Figure 1. Glucocorticoid induction of the dog macrophage Hb:Hp clearance system. (A) Peripheral blood CD14+ monocytes from beagle dogs were cultured for 36 h in the presence of M-CSF (control) or M-CSF + dexamethasone (2.5 × 10−7 M) before they were incubated with fluorescent dog Hb:Hp complexes for 30 min. Images represent maximum orthogonal projections of z-stack images acquired with an Apotome fluorescence microscopy system. Blue: nuclei; orange: Hb:Hp complex. Original optical magnification 400x. (B) Hb:Hp upake was quantified by digital image analysis in control and dexamethasone treated macrophages from three different beagle dogs, each condition is represented by 15 individual random images.

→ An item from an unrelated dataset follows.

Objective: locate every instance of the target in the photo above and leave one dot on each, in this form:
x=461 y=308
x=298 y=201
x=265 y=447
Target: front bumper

Figure 2. Specificity of the dog macrophage clearance system for Hb:Hp complexes. (A) Peripheral blood CD14+ monocytes from beagle dogs were cultured for 4 days in the presence of M-CSF + dexamethasone (2.5 × 10−7 M) before they were incubated with fluorescent (Alexa488) dog or human Hp with or without Hb for 30 min. Images are single optical sections acquired with an Apotome fluorescence microscopy system. Blue: nuclei; Orange: Hb:Hp complex. Original optical magnification 400x. (B) Fluorescence signals of a single optical apotome section as shown in (A) overlaid on a DIC bright-field image, which indicates cell boarders and intracellular localization of the endocytosed Hb:Hp complexes in the perinuclear region of the macrophages. Blue: nuclei; Yellow: Hb:Hp complex. (C) Dog and human Hp ± Hb uptake was quantified by digital image analysis in macrophages from five different beagle dogs.
The observation that both, dog and human Hb:Hp complexes are taken up by dog macrophages via a specific clearance system suggests that the dog might be an appropriate animal model to study systemic clearance of human plasma derived Hp therapeutics.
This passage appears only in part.